そして、働き始めて数年経ったころ、ようやく自分が納得出来る美味しい料理を作ることが出来るようになりはじめたそうです。
ところが…「自信を持ちはじめ、地元である長崎に帰ろうと思っていた矢先、イタリアに修行に行っていたシェフがお店に入ってきたんですよ。そのシェフが作ったパスタを食べてショックを受けました。自分の腕では全く歯がたたないと…」
一体何が違ったのでしょう!?「何が違うのかが具体的には分からない。でも、食べたら確かに違いがある。このことは気づくことは出来た。だからこそ、全く歯がたたない、そう、確信しました。」
もちろん、谷口さんがこれまで作ってきたパスタには絶対の自信がありました。
「自分が納得出来るものを食べてもらいたい」という強い想いが味を変えるという決意へと導いた。それから1年ほど、イタリアから帰ってきたシェフのもとで修行に励み、自分の料理に磨きをかけて、自信を持って長崎に帰ってきたそうです。

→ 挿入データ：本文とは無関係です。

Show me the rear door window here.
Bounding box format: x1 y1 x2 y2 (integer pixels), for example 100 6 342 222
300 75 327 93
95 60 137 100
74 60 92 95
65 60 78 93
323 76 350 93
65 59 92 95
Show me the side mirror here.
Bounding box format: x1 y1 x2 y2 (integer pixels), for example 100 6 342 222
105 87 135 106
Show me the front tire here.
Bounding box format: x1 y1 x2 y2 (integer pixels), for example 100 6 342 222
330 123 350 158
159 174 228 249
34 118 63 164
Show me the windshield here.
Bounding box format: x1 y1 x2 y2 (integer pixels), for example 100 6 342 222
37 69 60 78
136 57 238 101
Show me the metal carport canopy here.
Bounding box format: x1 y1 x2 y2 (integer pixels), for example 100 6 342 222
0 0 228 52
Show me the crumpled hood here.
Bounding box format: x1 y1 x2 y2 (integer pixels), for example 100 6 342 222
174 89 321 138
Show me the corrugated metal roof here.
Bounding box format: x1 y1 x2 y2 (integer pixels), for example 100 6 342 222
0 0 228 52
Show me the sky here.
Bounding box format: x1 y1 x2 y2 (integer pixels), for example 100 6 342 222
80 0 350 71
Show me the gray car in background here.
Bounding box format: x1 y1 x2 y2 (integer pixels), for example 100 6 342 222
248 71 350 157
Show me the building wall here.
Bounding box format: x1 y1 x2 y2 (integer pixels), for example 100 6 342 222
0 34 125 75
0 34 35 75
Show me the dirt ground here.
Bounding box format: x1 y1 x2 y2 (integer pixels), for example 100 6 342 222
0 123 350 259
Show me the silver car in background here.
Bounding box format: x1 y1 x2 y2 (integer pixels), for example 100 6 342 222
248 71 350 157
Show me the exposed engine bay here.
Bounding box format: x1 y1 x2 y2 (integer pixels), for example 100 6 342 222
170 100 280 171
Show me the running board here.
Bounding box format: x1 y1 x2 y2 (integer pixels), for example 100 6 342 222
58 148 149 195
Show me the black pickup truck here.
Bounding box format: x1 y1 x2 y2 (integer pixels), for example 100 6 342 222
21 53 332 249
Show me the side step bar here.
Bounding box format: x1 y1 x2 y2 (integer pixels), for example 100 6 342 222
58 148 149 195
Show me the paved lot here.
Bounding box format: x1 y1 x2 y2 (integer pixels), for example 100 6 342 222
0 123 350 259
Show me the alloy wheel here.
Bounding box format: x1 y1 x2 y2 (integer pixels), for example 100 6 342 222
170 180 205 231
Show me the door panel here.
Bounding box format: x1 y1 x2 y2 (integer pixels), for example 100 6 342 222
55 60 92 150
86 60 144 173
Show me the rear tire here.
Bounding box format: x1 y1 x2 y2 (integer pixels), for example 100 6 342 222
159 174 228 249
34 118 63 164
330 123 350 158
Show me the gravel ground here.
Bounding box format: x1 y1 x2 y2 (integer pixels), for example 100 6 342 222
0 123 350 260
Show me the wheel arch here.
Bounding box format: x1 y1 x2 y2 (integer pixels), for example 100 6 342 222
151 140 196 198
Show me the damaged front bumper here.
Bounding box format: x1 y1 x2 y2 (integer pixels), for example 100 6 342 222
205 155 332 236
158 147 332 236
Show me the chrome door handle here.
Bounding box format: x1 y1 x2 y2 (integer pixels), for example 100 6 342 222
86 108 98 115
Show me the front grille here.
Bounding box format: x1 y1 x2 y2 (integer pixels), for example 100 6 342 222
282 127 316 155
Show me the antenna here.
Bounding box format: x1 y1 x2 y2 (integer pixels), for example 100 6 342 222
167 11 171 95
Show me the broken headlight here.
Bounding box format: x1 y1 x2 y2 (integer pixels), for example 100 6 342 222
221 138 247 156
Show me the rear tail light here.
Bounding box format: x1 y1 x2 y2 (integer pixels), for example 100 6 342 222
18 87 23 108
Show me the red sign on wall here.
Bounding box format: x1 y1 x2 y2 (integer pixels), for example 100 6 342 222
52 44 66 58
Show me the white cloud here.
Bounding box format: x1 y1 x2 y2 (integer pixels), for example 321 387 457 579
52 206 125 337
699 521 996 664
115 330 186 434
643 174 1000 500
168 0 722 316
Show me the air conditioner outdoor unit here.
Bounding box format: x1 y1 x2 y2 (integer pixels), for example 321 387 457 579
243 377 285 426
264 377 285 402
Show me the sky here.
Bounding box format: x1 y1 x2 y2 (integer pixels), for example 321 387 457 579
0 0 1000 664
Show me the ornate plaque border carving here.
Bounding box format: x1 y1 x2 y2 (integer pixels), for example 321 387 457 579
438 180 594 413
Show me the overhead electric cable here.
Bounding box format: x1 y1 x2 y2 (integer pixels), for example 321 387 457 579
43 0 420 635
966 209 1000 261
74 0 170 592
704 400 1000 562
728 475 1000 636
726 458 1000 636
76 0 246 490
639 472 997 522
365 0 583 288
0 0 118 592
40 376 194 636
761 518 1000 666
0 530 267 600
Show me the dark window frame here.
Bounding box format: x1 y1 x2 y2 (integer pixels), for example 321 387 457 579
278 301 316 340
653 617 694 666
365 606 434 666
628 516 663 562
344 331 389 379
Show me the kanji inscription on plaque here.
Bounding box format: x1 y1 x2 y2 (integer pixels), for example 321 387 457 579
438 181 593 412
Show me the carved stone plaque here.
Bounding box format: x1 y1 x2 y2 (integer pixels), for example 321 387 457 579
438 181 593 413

長崎で働き始めたお店では、1ヶ月で料理長に抜擢され、3年ほど務めた後、自分のお店をオープンさせることが出来たのだそうです。
そんな「Sazio」も今年で開業15年目を迎えることができたそうです。
思いれ深い出来事を聞いてみると、「当時、親に連れられてお店に来ていた小学生の女の子がいたんですが、最近、友達とワイン片手にパスタを食べにくるようになったんですよ!」
そう話してくれた谷口さんの嬉しそうな表情がとても印象的でした。
サジオの詳細情報
TEL:
店休日:月曜日
営業時間:18:00〜23:00
サジオはカウンターのみの小さなお店ですので、週末は満席で入れないこともよくありますので、予約がおすすめです!